**Once upon a time it was a dark and stormy night . . .
Standing in the dismal parking lot of Revisionland, I clutch my manuscript. Part of me longs for the rustic comfort of Rewrite Inn, but I overstayed my welcome there. Outside the Revisionland entrance, papers by the thousands litter the ground. A whirlwind throws a pile at me. I dodge, trying to avoid numerous paper cuts. One sticks to my leg. I peel it off and read. It’s a beginning. A bad one. Not one I’ve written, but one discarded by another writer. It comforts me to know others have passed this way. I let the page float to the ground and march toward the gates.
A porter dressed in a red suit with gold trim sits in a glass booth to my right, reading what appears to be a manuscript.
“Hello,” I say. “I’m ready to enter Revisionland.”
His eyes don’t leave the page. He points to a narrow slot in the glass. “Ticket, please.”
“Uh . . . ticket? I didn’t know I needed a ticket. I don’t have one.”
He sighs and sets his stack of pages aside. He lifts his dark eyes to mine, his irritation evident. “You have a beginning I assume?”
He rolls his eyes. “That’s your ticket. Let me see it. I’ll read the first two hundred fifty words only.”
I fumble to grab the top page, resisting the urge to lick my fingers in case it grosses him out. Victory! I slide it through the narrow slot, and he snatches it.
He reads quickly, his face blank. He slides it back. It flutters to the ground before I can grab it. I bend to pick it up.
“Don’t bother,” he says. “Leave it there with the other trash. It’s not good enough.”

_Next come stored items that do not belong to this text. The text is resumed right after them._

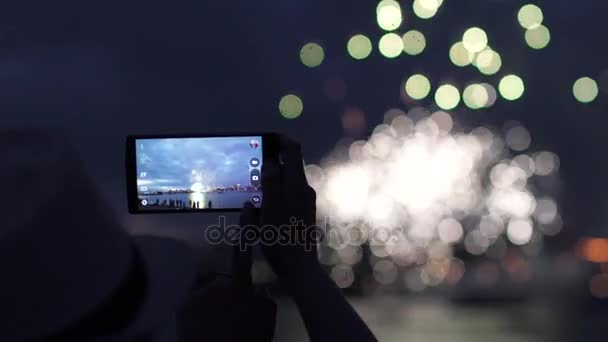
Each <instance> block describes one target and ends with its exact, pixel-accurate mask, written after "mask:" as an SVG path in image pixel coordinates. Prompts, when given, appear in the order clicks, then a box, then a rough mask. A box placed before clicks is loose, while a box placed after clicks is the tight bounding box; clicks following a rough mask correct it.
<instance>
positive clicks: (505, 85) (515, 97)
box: [498, 75, 525, 101]
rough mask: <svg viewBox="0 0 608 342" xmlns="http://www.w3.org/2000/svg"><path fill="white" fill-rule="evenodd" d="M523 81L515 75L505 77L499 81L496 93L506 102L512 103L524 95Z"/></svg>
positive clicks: (519, 77)
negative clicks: (499, 94)
mask: <svg viewBox="0 0 608 342" xmlns="http://www.w3.org/2000/svg"><path fill="white" fill-rule="evenodd" d="M524 90H525V87H524V81H523V80H522V79H521V78H520V77H519V76H517V75H507V76H505V77H503V78H502V79H501V80H500V83H499V84H498V91H499V92H500V96H502V97H503V98H505V99H506V100H510V101H514V100H517V99H519V98H520V97H521V96H522V95H523V94H524Z"/></svg>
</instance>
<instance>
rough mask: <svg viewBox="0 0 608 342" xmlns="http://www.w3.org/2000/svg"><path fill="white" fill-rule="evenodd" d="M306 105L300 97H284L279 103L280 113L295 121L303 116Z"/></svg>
mask: <svg viewBox="0 0 608 342" xmlns="http://www.w3.org/2000/svg"><path fill="white" fill-rule="evenodd" d="M303 110H304V104H303V103H302V99H300V98H299V97H298V96H296V95H293V94H289V95H285V96H283V98H282V99H281V101H280V102H279V112H281V115H282V116H283V117H284V118H286V119H295V118H297V117H299V116H300V115H301V114H302V111H303Z"/></svg>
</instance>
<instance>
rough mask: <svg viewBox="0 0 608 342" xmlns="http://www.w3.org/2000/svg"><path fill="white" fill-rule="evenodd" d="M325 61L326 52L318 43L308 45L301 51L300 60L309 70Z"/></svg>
mask: <svg viewBox="0 0 608 342" xmlns="http://www.w3.org/2000/svg"><path fill="white" fill-rule="evenodd" d="M323 59H325V52H324V51H323V48H322V47H321V45H319V44H317V43H307V44H305V45H304V46H302V49H300V60H301V61H302V64H304V65H306V66H307V67H309V68H314V67H318V66H319V65H321V63H323Z"/></svg>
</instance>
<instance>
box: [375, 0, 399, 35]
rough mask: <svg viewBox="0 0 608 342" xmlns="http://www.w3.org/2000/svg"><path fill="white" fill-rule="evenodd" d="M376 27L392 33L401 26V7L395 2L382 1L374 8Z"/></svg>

“Excuse me?” I say, clutching my first page to my chest as though I can protect it from his harsh words.
“It’s. Not. Good. E. Nough,” he says. “You can’t get in until you write a better beginning.”

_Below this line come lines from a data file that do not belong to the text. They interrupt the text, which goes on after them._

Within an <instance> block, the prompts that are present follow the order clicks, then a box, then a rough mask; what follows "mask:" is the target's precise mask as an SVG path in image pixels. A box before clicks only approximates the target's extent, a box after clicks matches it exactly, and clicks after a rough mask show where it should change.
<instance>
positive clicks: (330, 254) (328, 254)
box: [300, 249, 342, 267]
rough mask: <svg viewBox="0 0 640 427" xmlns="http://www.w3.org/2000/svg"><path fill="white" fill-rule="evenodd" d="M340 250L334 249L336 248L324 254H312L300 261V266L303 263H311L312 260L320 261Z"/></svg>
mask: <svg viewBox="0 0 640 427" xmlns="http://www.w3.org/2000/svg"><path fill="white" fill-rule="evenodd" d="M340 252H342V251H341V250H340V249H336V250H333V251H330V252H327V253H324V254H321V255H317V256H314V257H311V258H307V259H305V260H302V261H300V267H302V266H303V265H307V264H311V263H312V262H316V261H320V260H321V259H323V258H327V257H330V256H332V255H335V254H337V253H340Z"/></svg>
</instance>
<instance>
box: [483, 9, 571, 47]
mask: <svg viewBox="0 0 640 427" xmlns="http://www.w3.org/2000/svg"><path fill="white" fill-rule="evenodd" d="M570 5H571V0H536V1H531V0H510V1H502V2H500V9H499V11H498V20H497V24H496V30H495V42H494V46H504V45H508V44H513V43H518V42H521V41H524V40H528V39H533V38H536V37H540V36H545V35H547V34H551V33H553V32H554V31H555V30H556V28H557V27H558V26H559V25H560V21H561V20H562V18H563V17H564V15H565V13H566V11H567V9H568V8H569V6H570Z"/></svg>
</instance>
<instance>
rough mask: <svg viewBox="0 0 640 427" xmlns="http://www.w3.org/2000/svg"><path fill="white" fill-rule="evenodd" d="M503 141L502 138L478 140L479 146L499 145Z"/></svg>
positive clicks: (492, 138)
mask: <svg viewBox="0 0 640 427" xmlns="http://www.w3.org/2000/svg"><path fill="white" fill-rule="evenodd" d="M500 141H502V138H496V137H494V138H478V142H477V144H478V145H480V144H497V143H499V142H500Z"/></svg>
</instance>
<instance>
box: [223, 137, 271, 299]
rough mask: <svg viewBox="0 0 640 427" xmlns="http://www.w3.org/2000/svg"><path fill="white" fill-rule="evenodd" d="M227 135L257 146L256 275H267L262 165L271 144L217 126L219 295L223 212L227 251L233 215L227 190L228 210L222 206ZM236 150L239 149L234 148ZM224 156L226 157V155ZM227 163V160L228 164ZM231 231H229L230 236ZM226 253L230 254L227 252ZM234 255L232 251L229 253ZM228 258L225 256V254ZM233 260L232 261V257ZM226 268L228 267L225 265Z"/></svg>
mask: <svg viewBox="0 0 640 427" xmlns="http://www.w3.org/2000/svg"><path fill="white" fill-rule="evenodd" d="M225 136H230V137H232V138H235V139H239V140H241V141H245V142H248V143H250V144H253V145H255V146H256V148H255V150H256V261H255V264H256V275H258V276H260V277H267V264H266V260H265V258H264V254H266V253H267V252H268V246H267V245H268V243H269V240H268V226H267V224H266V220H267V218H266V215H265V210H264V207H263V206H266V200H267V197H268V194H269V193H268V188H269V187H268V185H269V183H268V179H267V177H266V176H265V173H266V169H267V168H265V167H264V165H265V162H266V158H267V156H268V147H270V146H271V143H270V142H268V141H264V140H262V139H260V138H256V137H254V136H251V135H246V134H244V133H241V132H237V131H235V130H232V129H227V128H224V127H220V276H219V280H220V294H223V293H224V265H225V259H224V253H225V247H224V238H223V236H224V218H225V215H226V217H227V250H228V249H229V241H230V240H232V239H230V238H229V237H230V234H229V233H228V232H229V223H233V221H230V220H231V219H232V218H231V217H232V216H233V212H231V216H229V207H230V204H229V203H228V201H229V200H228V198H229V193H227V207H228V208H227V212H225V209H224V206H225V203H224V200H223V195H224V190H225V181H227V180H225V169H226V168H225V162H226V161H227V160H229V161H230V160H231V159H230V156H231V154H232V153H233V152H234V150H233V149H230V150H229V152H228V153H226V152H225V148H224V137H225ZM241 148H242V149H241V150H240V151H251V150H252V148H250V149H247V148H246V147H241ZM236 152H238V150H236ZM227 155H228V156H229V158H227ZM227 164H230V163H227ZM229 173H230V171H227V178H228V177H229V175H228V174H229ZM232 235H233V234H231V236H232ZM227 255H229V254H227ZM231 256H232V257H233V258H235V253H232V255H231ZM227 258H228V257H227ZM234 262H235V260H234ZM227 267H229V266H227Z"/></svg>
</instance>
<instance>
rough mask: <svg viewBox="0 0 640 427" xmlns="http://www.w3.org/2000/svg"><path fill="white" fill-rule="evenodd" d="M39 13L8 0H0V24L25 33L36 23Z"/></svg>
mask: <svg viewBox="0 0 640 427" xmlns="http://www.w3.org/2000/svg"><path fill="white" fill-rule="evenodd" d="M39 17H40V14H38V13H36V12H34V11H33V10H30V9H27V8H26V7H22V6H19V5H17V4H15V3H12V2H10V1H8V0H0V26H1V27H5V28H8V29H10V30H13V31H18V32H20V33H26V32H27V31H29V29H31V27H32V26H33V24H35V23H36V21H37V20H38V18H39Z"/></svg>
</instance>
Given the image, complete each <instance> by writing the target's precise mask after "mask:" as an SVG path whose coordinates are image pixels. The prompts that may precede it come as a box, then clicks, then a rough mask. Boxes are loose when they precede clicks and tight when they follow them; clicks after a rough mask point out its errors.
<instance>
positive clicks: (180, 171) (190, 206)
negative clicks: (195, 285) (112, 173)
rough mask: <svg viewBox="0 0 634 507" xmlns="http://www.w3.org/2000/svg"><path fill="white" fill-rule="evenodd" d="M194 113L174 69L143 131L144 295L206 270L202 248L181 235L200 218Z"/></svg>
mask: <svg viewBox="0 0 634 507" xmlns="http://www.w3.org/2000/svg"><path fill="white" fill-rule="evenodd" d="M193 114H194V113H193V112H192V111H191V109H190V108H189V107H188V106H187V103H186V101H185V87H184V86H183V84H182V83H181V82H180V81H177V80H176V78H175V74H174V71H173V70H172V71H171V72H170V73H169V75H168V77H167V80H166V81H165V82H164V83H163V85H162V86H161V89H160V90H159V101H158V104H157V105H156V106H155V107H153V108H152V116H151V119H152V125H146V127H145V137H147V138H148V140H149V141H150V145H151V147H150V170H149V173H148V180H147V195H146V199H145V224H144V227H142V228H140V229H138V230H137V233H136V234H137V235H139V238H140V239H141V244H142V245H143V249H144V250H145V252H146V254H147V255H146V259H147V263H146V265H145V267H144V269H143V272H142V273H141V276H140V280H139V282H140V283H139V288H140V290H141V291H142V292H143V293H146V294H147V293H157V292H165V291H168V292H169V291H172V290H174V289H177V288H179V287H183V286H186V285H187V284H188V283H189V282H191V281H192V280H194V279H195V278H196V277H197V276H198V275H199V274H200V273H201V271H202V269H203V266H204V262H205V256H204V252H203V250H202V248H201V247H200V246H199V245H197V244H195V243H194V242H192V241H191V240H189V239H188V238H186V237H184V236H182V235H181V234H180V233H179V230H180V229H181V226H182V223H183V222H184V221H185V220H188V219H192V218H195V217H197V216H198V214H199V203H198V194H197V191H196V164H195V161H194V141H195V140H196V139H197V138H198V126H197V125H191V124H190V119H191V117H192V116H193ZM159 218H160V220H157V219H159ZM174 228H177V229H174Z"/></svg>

“But I’ll write it once I’m in there. Just open the gates.”
“That’s not how it works. Do it right, or don’t get in.”
“I have to go back to Rewrite Inn?”
He shakes his head. “You can’t go back there.” He points to a small desk tucked off to the side of the glass booth. “Use that. When you think you’re ready, come back, and I’ll take another look.” He picks up his stack of papers and resumes reading.
I stare at him, but it’s obvious he’s dismissed me. I trudge to the desk. There’s a laptop open and waiting, a blank Word document screen staring at me.
I sigh and plop into the hard wooden chair. This shouldn’t take long . . .
But it does! I’ve been at it for two days. Each time I think I have it, the gatekeeper insists I can do better. He’s right.
As writers, we tend to rework our beginning several times, striving for that perfect blend of character, setting, and mood. It’s much harder than it sounds. If we don’t get it right, readers won’t read any further than the gatekeeper does.
So here I am, outside Revisionland, struggling to get my beginning right. I’d planned to skip it today and move on, but so much hinges on having the beginning right. Without it, I don’t know what to leave in or take out of the rest of the first chapter. Part of me wishes I could go back to my old beginning, but it won’t work. After the rewrite, this isn’t the same book. The old title doesn’t work. The old character name doesn’t work (only because there are other characters out there with the same name now). The old beginning doesn’t work either.
I’ve reverted back to a previous version’s beginning, but since it wasn’t part of the rewrite, I have to rewrite it now—does that even make sense? I’m struggling with what to put in, what to leave out, what to bang my head against . . . *sigh*
How many of you have made it past the gatekeeper? Are you in Revisionland? I hear it’s not as fun as Disneyland (I wouldn’t know, I’ve never been to Disneyland).
What are your tricks for finding the perfectly balanced beginning?
** combination of two “classic” beginnings in case you didn’t figure it out.